Disadvantages of gas-powered semi-automatics include regular, somewhat intensive maintenance to keep them operating at a high level. Recoil semi-automatics require less cleaning but do have more kick.
What the Pros Say
Take a look below and see what some well-known personalities in the outdoor sporting world have to say about their favorite guns for pheasant hunting.
Randy Wakeman: Randy has seen many changes in the outdoor environment over the years, and his hunting style has adapted to them. Today, he favors a 28-inch Browning Cynergy Field 20 gauge over/under style, plus a few others.
Larry Potterfield: Larry is owner and founder of MidwayUSA and an avid collector. He also favors a Browning 20 gauge over/under. Larry tends to prefer vintage models over newer ones.
Bob St. Pierre: Bob is a well-known media executive, blogger, and expert in the field of pheasant hunting. His go-to firearm for pheasant hunting is a Beretta 686 Onyx 12 gauge over/under.

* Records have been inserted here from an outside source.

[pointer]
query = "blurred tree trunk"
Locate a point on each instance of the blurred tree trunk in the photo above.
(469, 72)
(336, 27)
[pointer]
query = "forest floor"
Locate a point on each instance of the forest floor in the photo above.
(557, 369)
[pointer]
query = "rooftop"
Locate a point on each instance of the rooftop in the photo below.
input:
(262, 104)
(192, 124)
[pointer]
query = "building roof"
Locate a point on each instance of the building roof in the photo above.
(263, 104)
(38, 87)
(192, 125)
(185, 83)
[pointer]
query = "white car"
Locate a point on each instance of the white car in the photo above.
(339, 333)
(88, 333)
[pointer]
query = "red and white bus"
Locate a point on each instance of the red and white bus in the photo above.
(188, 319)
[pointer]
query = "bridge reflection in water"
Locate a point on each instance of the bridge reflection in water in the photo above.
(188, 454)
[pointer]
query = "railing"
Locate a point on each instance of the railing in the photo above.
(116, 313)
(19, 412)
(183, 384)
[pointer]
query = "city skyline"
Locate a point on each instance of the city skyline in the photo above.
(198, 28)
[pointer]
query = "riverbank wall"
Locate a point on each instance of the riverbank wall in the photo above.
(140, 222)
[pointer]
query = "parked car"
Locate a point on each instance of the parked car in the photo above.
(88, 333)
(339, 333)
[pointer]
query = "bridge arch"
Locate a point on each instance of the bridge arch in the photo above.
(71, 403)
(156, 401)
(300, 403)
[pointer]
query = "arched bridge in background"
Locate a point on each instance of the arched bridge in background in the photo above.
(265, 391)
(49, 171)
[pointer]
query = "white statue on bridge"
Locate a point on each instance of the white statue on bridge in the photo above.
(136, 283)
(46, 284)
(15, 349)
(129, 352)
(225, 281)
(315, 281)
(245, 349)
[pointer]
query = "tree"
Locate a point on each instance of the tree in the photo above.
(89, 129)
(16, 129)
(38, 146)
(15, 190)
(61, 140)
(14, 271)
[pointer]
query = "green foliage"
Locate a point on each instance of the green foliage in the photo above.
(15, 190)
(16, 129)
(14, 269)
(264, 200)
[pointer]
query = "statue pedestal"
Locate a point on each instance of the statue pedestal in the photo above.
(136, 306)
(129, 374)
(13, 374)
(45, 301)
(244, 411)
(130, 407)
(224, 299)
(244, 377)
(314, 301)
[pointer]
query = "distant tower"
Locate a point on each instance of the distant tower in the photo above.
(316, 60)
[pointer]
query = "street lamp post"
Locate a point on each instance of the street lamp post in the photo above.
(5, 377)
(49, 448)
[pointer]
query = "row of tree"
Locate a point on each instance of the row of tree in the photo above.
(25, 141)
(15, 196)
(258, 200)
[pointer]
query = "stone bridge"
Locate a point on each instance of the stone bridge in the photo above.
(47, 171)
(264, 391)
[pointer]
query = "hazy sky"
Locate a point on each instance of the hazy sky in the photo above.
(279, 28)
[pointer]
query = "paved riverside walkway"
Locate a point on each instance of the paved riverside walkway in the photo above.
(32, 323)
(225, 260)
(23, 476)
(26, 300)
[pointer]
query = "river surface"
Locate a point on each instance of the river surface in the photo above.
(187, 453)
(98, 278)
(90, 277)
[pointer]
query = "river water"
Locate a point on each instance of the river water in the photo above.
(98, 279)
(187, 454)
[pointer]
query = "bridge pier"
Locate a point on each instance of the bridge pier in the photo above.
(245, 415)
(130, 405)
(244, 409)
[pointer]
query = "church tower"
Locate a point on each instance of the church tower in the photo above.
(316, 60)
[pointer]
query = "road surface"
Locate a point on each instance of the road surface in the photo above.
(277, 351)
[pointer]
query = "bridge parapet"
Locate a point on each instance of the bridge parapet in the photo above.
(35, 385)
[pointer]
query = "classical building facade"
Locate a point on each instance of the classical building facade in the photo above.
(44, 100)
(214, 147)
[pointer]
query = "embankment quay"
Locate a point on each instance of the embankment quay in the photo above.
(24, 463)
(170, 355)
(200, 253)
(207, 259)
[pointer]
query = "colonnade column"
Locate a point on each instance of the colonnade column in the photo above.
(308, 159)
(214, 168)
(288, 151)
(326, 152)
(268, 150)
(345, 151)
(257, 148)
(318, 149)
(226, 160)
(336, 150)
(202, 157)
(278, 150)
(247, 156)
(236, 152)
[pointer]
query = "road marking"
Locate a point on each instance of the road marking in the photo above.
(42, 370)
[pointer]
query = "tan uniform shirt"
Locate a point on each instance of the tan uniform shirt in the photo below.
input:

Ron Schara: Outdoor TV host Ron Schara has his two cents on the topic. He has two favorites: Both are Benelli semi-automatics.
Bill Sherck: Due North Outdoors host Bill Sherck goes old-school for his favorite pheasant hunting shotgun. His favorite is a time-worn, well-used, and well-loved 1929 Lefever 20 gauge side-by-side.
When you get to thinking about how you use your firearm in the field on a pheasant hunt, you’ll be able to narrow down your choices for adding to your arsenal. A trip to your local shooting range to try out different models can also help you make the best choice. Squeezing off a few rounds every now and again seems to make time fly.
And don’t worry. Pheasant hunting season will be here before you know it.